Sevgili Okuyucularım, ben şahsen 1969 seçimleri dahil yapılan tüm seçimleri bire bir takip eden bir kişiyim. Ancak hiçbir seçim döneminde böyle bir seçim dönemi geçirmedik. Özellikle de iktidar kanadının muhalefete salvoları bu kadar seviyesiz ve belden aşağı olmamıştı.

İktidar mensuplarına göre sanki seçimlere gitmiyoruz da savaşa gidiyoruz gibi bir ortam yaratmaya çalıştılar. Bakanın biri çıkıyor “Bu seçim işgalcilere karşı bir savaştır” diyor. Bir diğer bakan ise; “ 15 Temmuz askeri bir darbe girişimi idi, 14 Mayıs ise; Siyasi bir darbe olacaktır.” diyebiliyordu. İktidar mensupları kaybettiklerini hissettikleri için daha da hırçınlaştılar. Belki sokak kavgasında bile söylenmeyecek sözleri muhalefet mensuplarına karşı sarf edebiliyorlardı. Buna mukabil muhalefet ise itidali elden bırakmadılar, üsluplarını asla bozmadılar. Yapılan tüm kışkırtmalara karşı sessiz kalmayı tercih ettiler.

İktidarın tüm bu kışkırtma saldırıları ve kullanılan seviyesiz dilin sebebi 21 yıllık kazanımlarını bir anda kaybedeceklerinin verdiği korkunun sonucudur. 21 yıldır hiçbir denetime tabi olmadan yapılan ihaleler, elde edilen kazanımlar, yapılan pervasız harcamalar bir anda kesileceği ve hesap verme dönemi geleceğini düşündükleri zaman daha da hırçınlaştılar.

Az Kaldı…!

İki gün sonra bu harami düzenin sonu gelecektir. İktidar mensuplarının hırçınlıkları da zaten buradan kaynaklanıyor. Bu arada son anda Cumhurbaşkanlığı adaylığından çekilen Muharrem İnce haberi de gündeme bomba etkisi yaparak oturdu. İnce bu porno videonun montaj olduğunu anlatmaya çalıştı. Ama kabul etmese de Cumhurbaşkanlığı adaylığından çekilme ihtiyacı duymuştur. Bu gelişme ise; Meral Akşener’in iki büyük belediye başkanlarını sisteme dahil ederek Kemal Kılıçdaroğlu’nun elini iki kat daha güçlendirdiği gibi, Muharrem İncenin adaylıktan çekilmesi Kılıçdaroğlu’nun elini bir kez daha güçlendirmiş oldu.

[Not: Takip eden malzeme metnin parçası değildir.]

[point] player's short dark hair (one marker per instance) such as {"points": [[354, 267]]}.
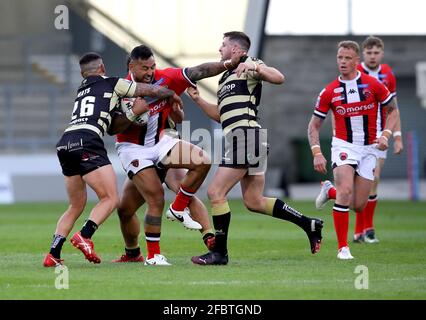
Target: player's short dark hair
{"points": [[349, 44], [128, 62], [240, 37], [142, 52], [372, 41], [89, 57]]}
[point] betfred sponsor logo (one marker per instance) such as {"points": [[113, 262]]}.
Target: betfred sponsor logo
{"points": [[354, 110]]}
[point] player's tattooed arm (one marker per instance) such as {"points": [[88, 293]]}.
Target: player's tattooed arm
{"points": [[211, 69], [119, 123], [313, 130], [150, 90], [205, 70], [392, 114], [319, 161]]}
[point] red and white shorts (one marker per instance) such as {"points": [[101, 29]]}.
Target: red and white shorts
{"points": [[363, 158], [135, 157]]}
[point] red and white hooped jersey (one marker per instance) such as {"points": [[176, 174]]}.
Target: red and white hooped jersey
{"points": [[174, 79], [355, 106]]}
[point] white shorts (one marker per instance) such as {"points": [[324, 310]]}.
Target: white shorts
{"points": [[363, 158], [135, 158], [381, 154]]}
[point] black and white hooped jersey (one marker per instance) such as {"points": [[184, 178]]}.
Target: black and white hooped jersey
{"points": [[97, 97]]}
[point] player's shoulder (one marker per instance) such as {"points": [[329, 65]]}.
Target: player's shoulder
{"points": [[254, 59], [360, 67], [366, 78], [332, 87], [386, 68], [167, 72]]}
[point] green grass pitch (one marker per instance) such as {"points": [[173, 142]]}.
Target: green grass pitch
{"points": [[269, 259]]}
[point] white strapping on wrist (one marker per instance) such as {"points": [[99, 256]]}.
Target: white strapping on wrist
{"points": [[131, 115]]}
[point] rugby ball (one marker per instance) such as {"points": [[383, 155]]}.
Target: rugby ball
{"points": [[127, 104]]}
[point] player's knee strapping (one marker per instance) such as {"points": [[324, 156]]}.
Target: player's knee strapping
{"points": [[221, 216]]}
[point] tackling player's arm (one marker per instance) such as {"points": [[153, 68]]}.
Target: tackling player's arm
{"points": [[398, 145], [320, 163], [210, 109], [211, 69], [261, 71], [125, 88], [392, 117], [177, 114], [121, 121]]}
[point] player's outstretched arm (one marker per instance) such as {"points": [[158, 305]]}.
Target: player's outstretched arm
{"points": [[211, 69], [210, 109], [119, 123], [261, 71], [392, 116], [398, 145], [320, 163]]}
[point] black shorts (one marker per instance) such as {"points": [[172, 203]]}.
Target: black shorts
{"points": [[80, 152], [246, 148]]}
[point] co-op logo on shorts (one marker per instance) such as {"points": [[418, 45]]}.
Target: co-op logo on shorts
{"points": [[227, 88], [342, 111]]}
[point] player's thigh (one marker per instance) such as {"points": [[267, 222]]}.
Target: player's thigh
{"points": [[344, 178], [379, 167], [224, 180], [130, 200], [149, 185], [362, 187], [252, 188], [186, 155], [174, 178], [103, 181], [76, 190]]}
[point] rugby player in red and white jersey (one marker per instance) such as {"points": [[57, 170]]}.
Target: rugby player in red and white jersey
{"points": [[144, 150], [83, 157], [373, 53], [354, 99]]}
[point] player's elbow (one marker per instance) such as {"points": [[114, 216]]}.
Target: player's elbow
{"points": [[279, 79]]}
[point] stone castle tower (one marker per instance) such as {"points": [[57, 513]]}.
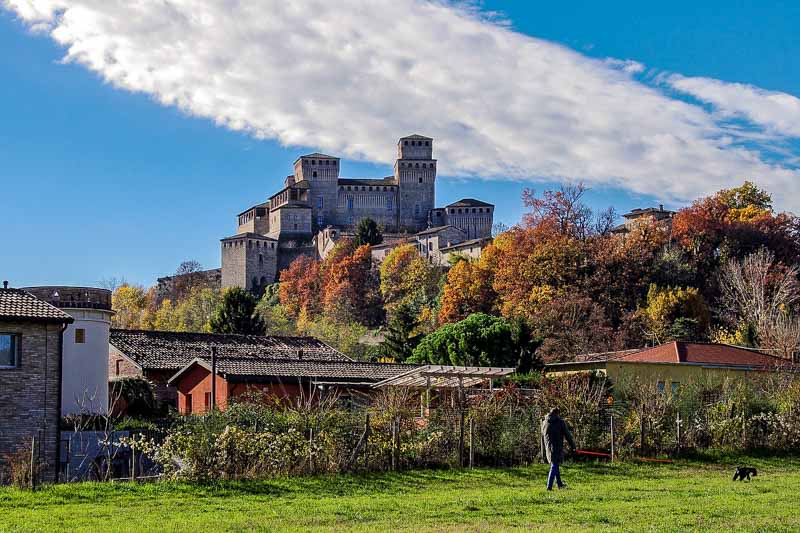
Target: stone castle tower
{"points": [[415, 174], [316, 200]]}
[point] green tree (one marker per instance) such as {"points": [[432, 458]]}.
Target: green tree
{"points": [[401, 338], [368, 232], [237, 314], [478, 340]]}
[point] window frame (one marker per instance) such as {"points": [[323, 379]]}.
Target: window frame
{"points": [[17, 347]]}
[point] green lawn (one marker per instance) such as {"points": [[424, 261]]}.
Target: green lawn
{"points": [[601, 496]]}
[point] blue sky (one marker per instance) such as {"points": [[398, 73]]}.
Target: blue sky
{"points": [[100, 181]]}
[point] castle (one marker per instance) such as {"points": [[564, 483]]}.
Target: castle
{"points": [[316, 207]]}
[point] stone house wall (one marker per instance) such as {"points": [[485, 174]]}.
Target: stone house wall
{"points": [[31, 392]]}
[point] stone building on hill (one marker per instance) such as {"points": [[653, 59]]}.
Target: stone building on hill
{"points": [[316, 207]]}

Bu seçimlerde temennim odur ki; öyle 1 veya 1.5 yüzde ile değil en az yüzde 5-6 puan farkla kazanmalarıdır. Eğer 1. Veya 1.5 farkla muhalefet kazanırsa YSK ne yapar eder seçimleri iptal etme yoluna gider. 2018 seçimlerinde 2.5 milyon mühürsüz oyları geçerli saydığı gibi, 31 Mart 2019 İstanbul seçimlerini iptal ettiği gibi yine bir usulsüzlüğe imza atabilirler diye endişe ediyorum. Kısaca bu seçimlerde teşebbüs etselerde oyları çalamıyacaklar ancak, en büyük endişem YSK’nın elindeki güçtür. Çünkü YSK kararları kesin ve itiraz hakkı yoktur. Bu nedenle yaptıkları her usulsüzlüğü mübah sayan bir zihniyete hakim durumdalar.

Her şeye rağmen ben Türk Milleti’nin hassas terazisine güveniyorum. “Taş atanlar değil, kalp işareti yapanlar kazanacaktır.”